There are milestones in your gun dog’s education. Learning to whoa on command and finding a bird by scent are two that Cooper (Coop for short) soon mastered. He took to training with farm-raised quail like a natural and the transition from gun pup to gun dog occurred this past fall. It was a drizzling Saturday morning when I took Cooper to Babcock Pond in Colchester
a put-and-take bird spot for his first hunt. I knew the birds were stocked. I also knew Cooper wouldn’t care. I hoped the rain would keep the fair-weather hunters at home watching the Outdoor channel. I wanted to have the area all to ourselves and we did. There would be no dogs distract Cooper from executing on his studies.
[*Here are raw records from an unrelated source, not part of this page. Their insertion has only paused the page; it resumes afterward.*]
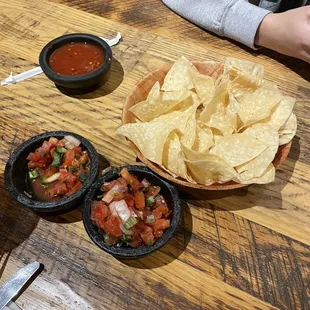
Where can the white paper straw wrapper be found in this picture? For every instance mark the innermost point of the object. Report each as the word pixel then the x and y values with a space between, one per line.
pixel 13 79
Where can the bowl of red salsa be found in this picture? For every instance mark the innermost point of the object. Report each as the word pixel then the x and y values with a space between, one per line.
pixel 130 212
pixel 51 172
pixel 76 61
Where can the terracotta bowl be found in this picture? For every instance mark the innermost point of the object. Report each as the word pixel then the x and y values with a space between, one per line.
pixel 140 93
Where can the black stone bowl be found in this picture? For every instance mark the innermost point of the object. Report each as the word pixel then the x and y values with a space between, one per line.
pixel 81 83
pixel 123 252
pixel 15 175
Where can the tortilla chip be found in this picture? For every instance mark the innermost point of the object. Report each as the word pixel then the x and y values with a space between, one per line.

The air was perfect for scenting birds. The gun pup was excited that I had chosen him over his rival for my attention, Bella. The rescue stayed at home with Ms. Deborah and she cried for an hour after we left the house. At Babcock, the state had been clearing pines. The road was ripped up from the skidder with puddles large enough to hide a Buick. With the Ruger
in the crock of my arm, I insisted Cooper follow me. As if you know what you’re doing he must have thought. Cooper had other plans and somewhere between the stand of hemlock and the open field a pheasant hen clucked hello. Cooper was dizzy with excitement. He took the command to work to the left where I pointed and searched using that nose of his. He worked fast and suddenly stopped, sort how Ms. Deborah stops in front of the Saks
windows on Fifth Avenue. In all the excitement he couldn’t remember which paw to hold up. It was pure slap stick. Are you a comedian or a pointer?
He was convinced the bird was nearby. I couldn’t find it until I almost stepped on her. Cooper was locked. Still as stone. Paw raised and tail out. The training was coming back to him. Whoa. We kill them in the air.
She kicked up and as wily as a grouse put the pine boughs between me and her. The Red Label’s
lower barrel coughed. A good clean miss. We followed the bird again but it was getting late. Cooper would have stayed until either I learned to shoot straight or the hen passed out from exhaustion. It wasn’t a beautiful point but it was his first hunt and showed he had learned his lessons well and has a heart for hunting.